On Tuesday, Cosatu’s Zwelinzima Vavi issued a call for the entire trade union federation’s membership to support the public servants’ strike, thus threatening to bring South Africa to a standstill.

“We call on all workers to intensify their action. Every Cosatu-affiliated union must on 26 August submit notice to their employers  to embark on a secondary strike,” he said. And yet, we feel Cosatu’s leadership is praying that this scare tactic actually works and they don’t have to deliver on their dire threat.

To outsiders, this may sound like a sign of a politician unleashing the power at his disposal. To some, this may even sound like good politics, showing who’s the most potent force in the country just in time for the ANC national general council meeting in September.

Some months ago, we posed the question of who Cosatu represents. Was it the entire working class, or was it only the employed working class? The consequence being that the working class representatives should work towards growth of a country’s economy, while the employed-workers’ organisation will forever focus on getting more out of employers. The events of the last 30 days clearly answered our question.

During the Cold War, the US and USSR could have destroyed each other a thousand times over. Of course, and luckily for the rest of the world, they never used their nuclear arsenals, because that would inevitably mean their own mutual destruction. There was plenty of brinkmanship, as during the Berlin occupation, the Cuban missile crisis and the USSR’s invasion of Afghanistan, but their leadership always wanted to not lose the game more than it wanted to win at all costs.

As in all brinkmanship, the good strategist will never use all his weaponry. In the modern, 24-hour news world, power is only good if used as a threat, but never actually used. By issuing the “nuclear option” threat of a complete strike, Cosatu is close to showing off every bit of force they have. Should the country somehow manage to survive long enough with a relatively functioning government (which in itself is relative, at best), Cosatu will simply run out of legal options.

Not only would they finally and comprehensively prove that the current strike is not about improving their members’ lives, but it would also be a direct confirmation of a desire to be the ultimate political power in South Africa. Should they really “go nuclear”, Cosatu would lose everything they fought hard for over many years.

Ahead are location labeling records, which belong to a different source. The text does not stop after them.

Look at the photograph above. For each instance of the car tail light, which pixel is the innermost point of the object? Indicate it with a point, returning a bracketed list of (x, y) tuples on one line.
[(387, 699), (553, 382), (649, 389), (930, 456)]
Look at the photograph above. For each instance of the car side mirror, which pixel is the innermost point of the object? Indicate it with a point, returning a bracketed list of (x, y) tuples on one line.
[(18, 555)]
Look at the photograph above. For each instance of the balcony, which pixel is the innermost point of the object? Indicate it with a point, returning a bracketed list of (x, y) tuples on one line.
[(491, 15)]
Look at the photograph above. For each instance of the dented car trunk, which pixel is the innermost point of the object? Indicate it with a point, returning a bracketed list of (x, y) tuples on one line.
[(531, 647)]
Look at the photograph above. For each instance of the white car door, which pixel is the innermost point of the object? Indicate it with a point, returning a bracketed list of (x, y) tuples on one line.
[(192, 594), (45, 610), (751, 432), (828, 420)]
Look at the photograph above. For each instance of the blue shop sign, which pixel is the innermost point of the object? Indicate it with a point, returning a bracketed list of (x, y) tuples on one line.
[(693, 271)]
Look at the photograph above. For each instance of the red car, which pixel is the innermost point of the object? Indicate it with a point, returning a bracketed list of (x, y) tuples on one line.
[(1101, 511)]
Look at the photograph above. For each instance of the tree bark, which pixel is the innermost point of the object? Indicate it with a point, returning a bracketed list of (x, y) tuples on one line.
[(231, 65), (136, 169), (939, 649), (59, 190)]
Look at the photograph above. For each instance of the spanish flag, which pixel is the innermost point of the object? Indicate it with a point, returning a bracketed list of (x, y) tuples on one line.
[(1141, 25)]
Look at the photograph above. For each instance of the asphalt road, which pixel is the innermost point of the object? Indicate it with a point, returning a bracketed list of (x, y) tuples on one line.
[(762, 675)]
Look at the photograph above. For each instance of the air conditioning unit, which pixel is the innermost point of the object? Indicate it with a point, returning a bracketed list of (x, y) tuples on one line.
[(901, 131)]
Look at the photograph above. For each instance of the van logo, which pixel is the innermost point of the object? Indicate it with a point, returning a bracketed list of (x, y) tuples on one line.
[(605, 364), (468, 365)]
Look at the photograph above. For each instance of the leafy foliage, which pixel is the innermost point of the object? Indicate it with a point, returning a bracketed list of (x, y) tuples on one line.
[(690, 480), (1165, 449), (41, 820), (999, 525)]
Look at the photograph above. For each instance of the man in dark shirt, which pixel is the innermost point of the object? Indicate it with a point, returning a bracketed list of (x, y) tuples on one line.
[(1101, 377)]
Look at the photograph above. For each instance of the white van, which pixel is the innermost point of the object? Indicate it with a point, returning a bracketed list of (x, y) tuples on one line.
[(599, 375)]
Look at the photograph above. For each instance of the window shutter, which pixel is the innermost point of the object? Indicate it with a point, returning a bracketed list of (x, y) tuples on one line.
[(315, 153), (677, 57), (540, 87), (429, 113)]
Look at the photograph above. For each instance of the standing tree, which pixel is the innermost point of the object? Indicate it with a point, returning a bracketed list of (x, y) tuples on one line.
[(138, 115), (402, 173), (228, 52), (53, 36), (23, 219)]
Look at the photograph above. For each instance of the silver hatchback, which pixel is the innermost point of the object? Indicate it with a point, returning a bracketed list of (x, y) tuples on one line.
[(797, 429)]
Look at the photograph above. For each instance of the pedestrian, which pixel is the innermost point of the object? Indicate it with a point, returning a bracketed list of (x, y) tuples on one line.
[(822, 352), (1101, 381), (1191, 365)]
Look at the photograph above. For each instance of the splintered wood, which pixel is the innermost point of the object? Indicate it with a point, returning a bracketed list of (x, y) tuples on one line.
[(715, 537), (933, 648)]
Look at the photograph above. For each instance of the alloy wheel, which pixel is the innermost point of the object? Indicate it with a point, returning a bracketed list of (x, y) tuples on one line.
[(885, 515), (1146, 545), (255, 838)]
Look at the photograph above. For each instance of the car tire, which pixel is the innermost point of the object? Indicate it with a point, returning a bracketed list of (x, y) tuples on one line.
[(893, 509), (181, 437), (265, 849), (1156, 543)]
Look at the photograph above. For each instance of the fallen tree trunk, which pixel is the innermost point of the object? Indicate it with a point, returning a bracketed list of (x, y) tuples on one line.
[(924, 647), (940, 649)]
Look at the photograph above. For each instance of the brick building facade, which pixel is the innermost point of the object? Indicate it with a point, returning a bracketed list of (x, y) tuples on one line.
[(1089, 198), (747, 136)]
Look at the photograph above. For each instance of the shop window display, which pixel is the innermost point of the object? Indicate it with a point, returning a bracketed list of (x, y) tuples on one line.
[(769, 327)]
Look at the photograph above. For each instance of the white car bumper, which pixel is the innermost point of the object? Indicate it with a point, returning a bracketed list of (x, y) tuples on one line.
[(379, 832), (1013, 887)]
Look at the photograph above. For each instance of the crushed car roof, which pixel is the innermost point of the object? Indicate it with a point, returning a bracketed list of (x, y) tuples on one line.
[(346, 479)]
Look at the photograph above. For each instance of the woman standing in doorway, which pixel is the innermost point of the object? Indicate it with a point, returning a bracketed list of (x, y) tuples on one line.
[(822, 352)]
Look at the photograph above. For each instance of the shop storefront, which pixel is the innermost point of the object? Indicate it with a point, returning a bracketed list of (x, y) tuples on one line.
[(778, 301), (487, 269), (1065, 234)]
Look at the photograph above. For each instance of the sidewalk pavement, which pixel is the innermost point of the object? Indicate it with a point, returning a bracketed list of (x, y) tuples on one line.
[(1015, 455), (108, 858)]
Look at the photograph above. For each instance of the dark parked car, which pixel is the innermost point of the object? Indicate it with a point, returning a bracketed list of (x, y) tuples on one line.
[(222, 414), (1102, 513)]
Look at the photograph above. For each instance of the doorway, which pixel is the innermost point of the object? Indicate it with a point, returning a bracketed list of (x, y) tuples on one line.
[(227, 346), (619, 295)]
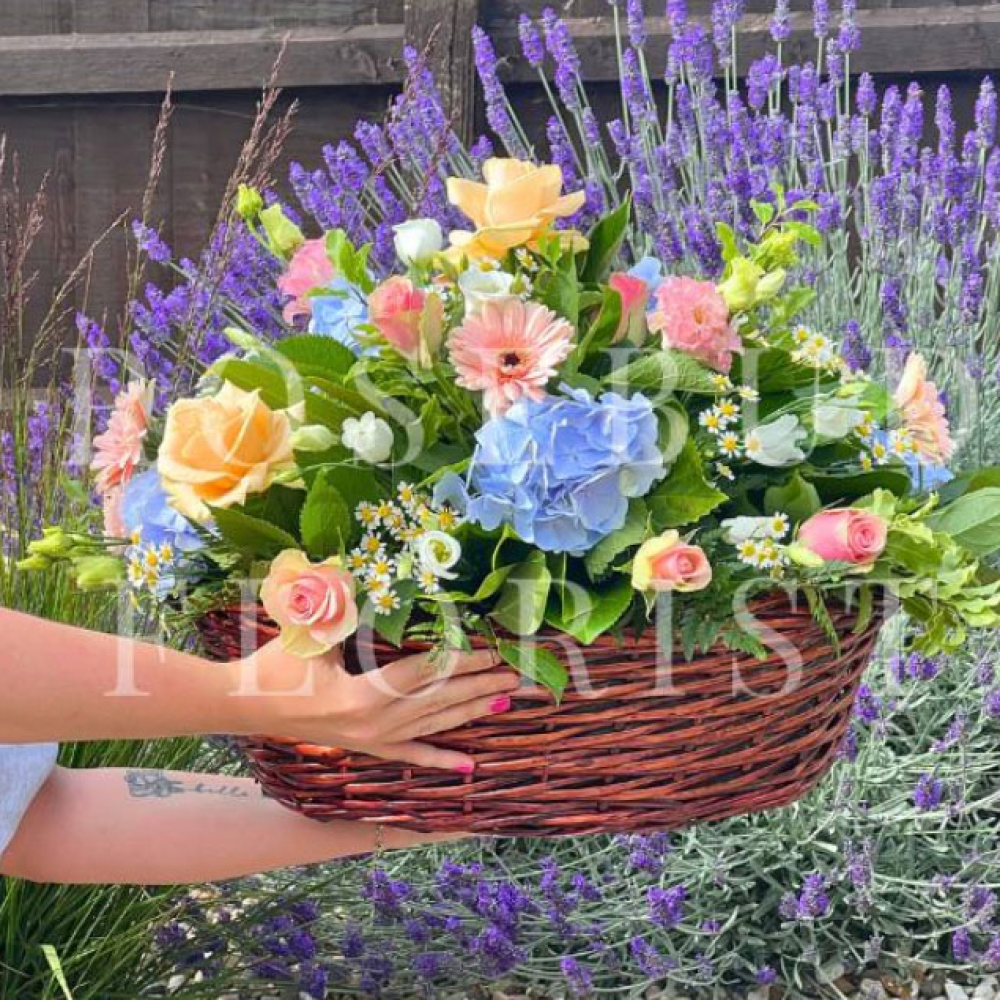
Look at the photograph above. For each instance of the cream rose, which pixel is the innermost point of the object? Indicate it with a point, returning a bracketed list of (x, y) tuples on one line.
[(219, 449)]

The union federation has managed to attract this country’s respect for its anti-corruption drive, it is seen as the part of the Tripartite Alliance (with the ANC and SACP) that could be trusted and its leader has earned respect and admiration for his uncompromising stance against the moral decay that has gripped the ANC since it became the ruling party.

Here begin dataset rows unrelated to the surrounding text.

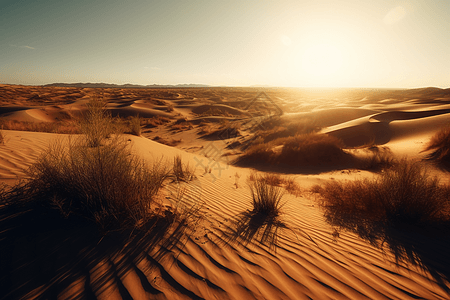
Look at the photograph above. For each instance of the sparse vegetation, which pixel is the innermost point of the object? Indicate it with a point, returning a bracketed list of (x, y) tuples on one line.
[(170, 107), (278, 180), (181, 125), (169, 142), (276, 127), (266, 198), (402, 197), (440, 146), (105, 184), (180, 171), (135, 125), (97, 123), (377, 159), (155, 121)]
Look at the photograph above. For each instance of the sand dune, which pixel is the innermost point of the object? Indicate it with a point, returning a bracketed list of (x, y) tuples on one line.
[(208, 265)]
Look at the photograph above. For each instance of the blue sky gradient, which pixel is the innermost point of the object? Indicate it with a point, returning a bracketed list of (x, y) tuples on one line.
[(237, 43)]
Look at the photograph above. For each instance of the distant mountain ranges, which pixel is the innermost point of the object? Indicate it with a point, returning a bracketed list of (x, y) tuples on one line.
[(128, 85)]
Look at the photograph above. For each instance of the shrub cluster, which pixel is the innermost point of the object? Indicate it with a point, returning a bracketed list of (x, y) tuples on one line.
[(404, 196)]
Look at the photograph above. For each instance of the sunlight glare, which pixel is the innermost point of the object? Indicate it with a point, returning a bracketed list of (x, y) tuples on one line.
[(322, 60)]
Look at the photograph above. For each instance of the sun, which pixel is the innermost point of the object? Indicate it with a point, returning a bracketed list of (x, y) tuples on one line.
[(322, 60)]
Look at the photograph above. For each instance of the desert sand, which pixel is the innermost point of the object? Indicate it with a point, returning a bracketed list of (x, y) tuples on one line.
[(207, 265)]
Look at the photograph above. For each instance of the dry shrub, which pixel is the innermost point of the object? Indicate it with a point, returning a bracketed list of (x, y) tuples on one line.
[(275, 128), (378, 158), (180, 171), (224, 131), (440, 144), (105, 184), (156, 121), (81, 207), (135, 125), (266, 198), (289, 184), (2, 136), (97, 124), (404, 196)]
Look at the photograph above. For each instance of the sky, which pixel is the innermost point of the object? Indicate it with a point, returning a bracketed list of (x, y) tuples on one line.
[(375, 44)]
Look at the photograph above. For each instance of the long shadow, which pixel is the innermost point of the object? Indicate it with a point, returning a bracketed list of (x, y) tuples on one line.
[(251, 226), (43, 253), (425, 247)]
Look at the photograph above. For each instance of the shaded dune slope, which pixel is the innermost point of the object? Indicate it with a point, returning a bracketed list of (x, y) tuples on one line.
[(208, 266)]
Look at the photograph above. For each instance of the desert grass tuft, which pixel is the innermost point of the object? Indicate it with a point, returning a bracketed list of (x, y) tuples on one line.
[(402, 197), (135, 125), (97, 124), (105, 184), (181, 171), (440, 146), (303, 152), (377, 159), (403, 210), (264, 222)]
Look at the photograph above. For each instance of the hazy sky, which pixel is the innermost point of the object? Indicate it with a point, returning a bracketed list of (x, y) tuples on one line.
[(225, 42)]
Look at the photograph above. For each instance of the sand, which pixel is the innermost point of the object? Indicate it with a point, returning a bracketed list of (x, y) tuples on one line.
[(210, 267)]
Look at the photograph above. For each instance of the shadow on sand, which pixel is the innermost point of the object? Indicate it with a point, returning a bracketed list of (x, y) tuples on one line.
[(44, 254), (254, 226)]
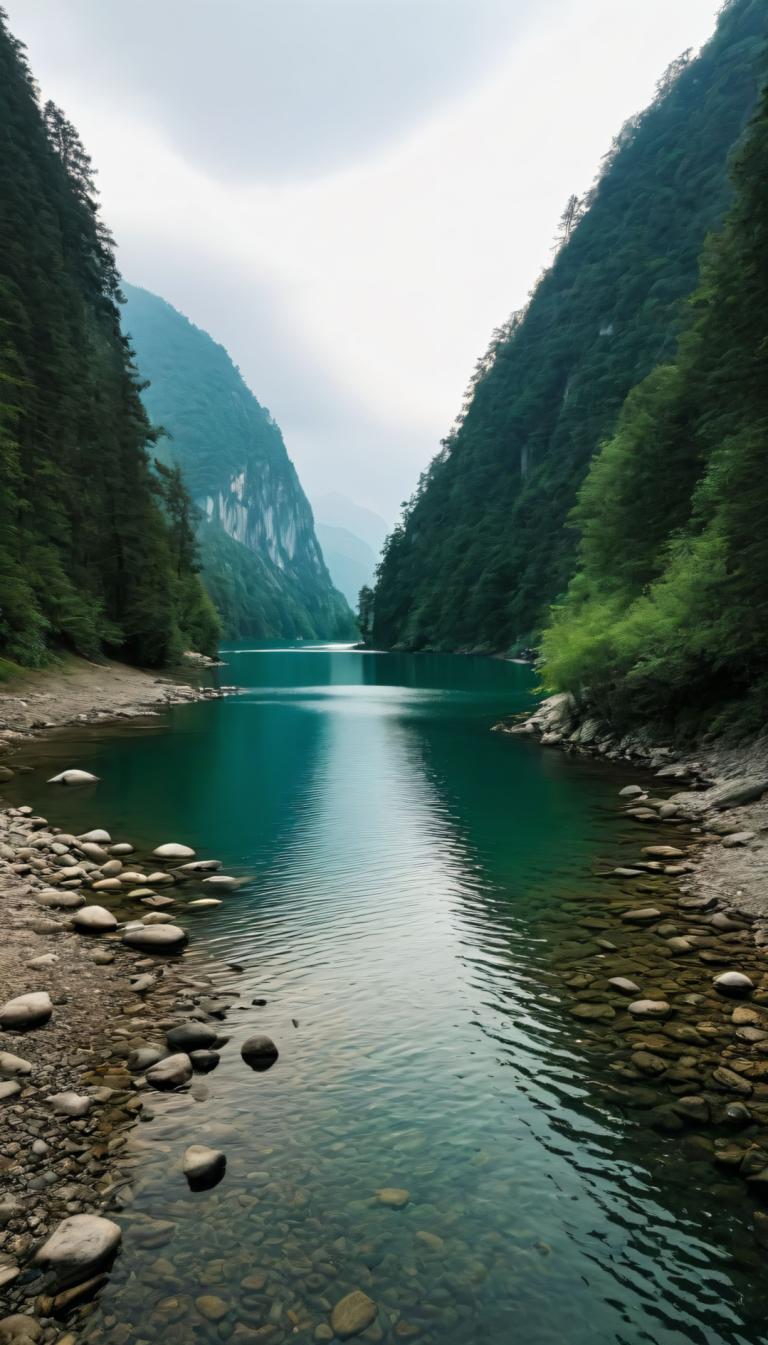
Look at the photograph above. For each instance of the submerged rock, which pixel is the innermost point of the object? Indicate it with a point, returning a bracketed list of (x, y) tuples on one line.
[(80, 1246), (203, 1166), (73, 776), (353, 1314), (258, 1052), (191, 1036), (171, 1072), (155, 938), (650, 1008), (733, 983), (396, 1197), (94, 920), (24, 1012), (172, 850)]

However, it is difficult to like and respect the political force that is playing blind to basic human rights violations committed in its name and that is now officially reprimanding thousands of volunteers for helping save lives in public hospitals.

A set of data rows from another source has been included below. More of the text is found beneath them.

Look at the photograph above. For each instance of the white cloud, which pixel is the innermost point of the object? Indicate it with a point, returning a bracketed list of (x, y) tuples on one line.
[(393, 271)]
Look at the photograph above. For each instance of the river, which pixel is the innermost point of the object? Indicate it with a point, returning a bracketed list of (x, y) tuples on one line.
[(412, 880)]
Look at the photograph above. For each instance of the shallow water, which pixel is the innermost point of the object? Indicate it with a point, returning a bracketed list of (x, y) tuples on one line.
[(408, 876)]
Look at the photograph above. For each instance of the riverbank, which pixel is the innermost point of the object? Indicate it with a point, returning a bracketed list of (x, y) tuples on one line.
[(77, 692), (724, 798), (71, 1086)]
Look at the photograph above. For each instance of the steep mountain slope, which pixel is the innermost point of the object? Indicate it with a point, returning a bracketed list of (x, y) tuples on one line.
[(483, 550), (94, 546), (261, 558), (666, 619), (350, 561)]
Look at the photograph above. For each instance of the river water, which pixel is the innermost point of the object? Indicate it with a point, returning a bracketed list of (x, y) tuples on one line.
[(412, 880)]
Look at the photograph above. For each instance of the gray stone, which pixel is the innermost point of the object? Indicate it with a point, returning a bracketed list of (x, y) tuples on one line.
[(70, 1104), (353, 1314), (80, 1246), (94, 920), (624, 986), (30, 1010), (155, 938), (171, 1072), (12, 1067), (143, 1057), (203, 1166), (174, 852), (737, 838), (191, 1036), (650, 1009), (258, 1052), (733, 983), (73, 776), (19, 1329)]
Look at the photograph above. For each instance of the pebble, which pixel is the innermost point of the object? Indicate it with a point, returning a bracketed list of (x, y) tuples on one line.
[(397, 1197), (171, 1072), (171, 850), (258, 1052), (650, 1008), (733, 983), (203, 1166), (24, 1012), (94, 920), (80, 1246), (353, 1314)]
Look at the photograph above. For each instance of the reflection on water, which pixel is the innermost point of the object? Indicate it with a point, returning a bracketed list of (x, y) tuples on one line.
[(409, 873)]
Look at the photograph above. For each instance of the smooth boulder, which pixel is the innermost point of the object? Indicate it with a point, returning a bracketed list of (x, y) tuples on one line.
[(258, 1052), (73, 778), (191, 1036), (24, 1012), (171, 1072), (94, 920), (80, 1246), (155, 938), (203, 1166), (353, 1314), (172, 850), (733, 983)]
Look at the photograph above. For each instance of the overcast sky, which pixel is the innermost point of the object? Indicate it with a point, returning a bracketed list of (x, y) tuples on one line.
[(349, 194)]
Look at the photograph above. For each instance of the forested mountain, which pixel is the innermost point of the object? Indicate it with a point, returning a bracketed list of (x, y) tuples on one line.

In a matter of weeks, Cosatu and its affiliates turned from fighters for the betterment of lives into the bullies. And no one likes bullies.

The current ever-escalating crisis could ultimately harm Cosatu’s Vavi more than anybody else. He will exit in 2011 and the estimates are that he will be looking for one of the highest positions within the ANC. It will, however, be difficult to sell that to the ordinary, non-Cosatu-aligned ANC membership. It will be nigh impossible to explain that the man who ultimately would be responsible for forcing the country to a grinding halt and possibly resulting violence should be one of the leaders of the new, better South Africa. All his enemies have to do, and there are plenty of them, is show the videos of violence and accounts of intimidation.

So we hope the Cosatu leadership prays these days not to have to make their threat the reality. As we mentioned before, going nuclear, scorching the earth may win the battle, even the war. But it will never win the hearts and minds of the people.
If they don’t already know that, Vavi and Cosatu better think about it. Hard.